Published online by Cambridge University Press: 05 October 2012
Several studies in the Development of Bilingual Proficiency project were designed to investigate the relationship between individual and social environmental factors and the development of bilingual proficiency in both majority and minority language learning contexts. In one largescale study of Portuguese-Canadian students (Cummins, Lopes, and King 1987), the relationship between language use patterns, language attitudes, and bilingual proficiency was investigated by means of correlational and regression analyses. In a small sample of beginning school-age children of Portuguese home background, a detailed study of language interaction at home and at school was carried out with a view to relating interactional variables to later academic achievement (Cummins, Lopes, and Ramos 1987). In another minority context, an ethnographic study focused on students attending a French language elementary school in Toronto (Heller 1983, 1984).
The social context of bilingual development among Portuguese-Canadian children
In the large-scale study of grade 7 Portuguese-Canadian students, bilingual proficiency was investigated in relation to family background variables, students' patterns of language use, and their language attitudes.

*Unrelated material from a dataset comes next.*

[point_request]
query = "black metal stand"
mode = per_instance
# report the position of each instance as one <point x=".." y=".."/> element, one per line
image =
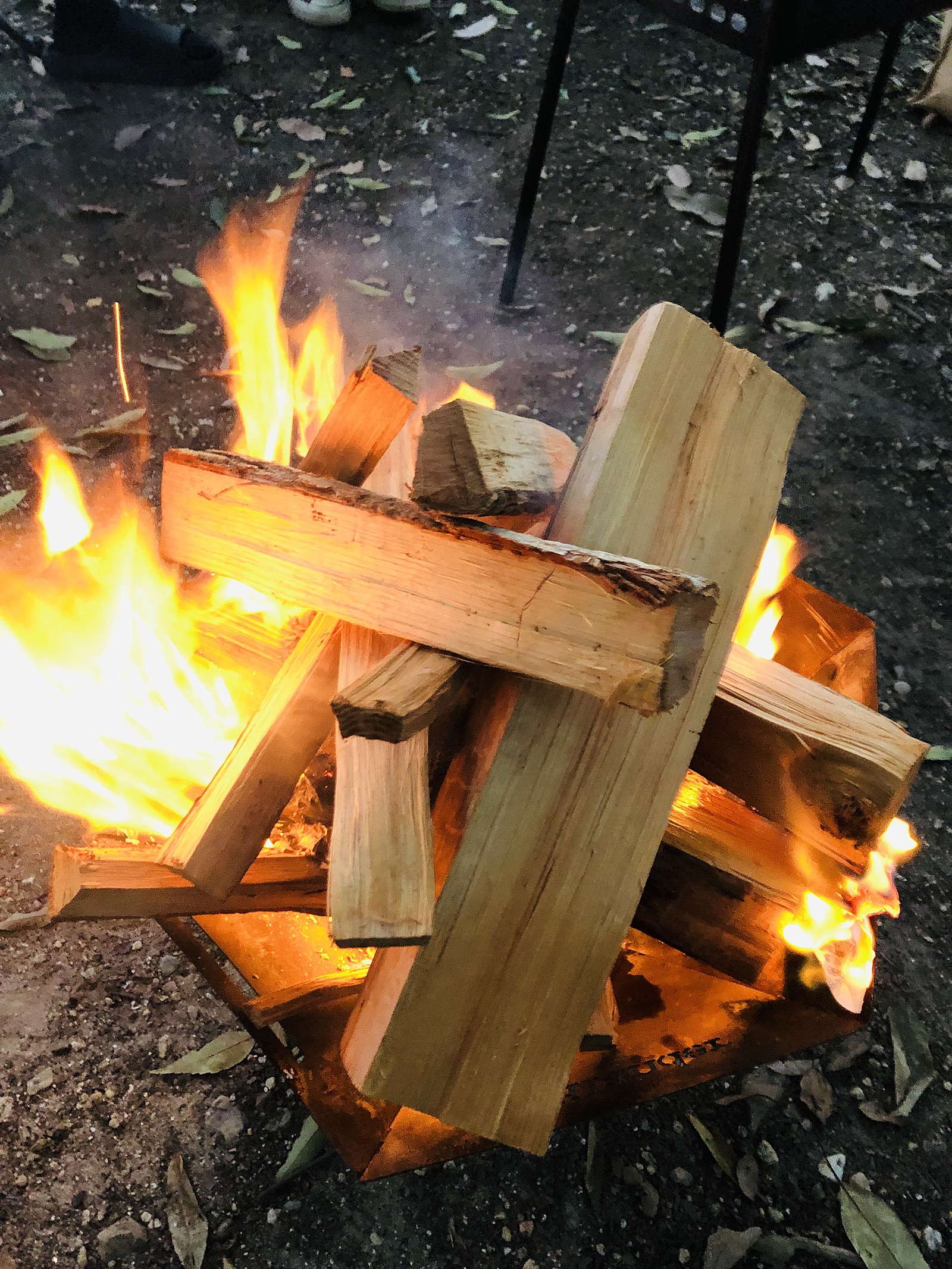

Theoretical issues examined were: (1) the nature of language proficiency indicated by the pattern of relationships within languages – specifically, the extent to which grammatical, discourse, and sociolinguistic competence could be distinguished in context-embedded and context-reduced situations; (2) the cross-lingual dimensions of language proficiency, indicated by the pattern of relationships across languages – in other words, the extent to which there is evidence for a “common underlying proficiency” that accounts for variance in both the bilingual's two languages; and (3) the extent to which proficiency in English and Portuguese could be predicted by language use and attitude variables.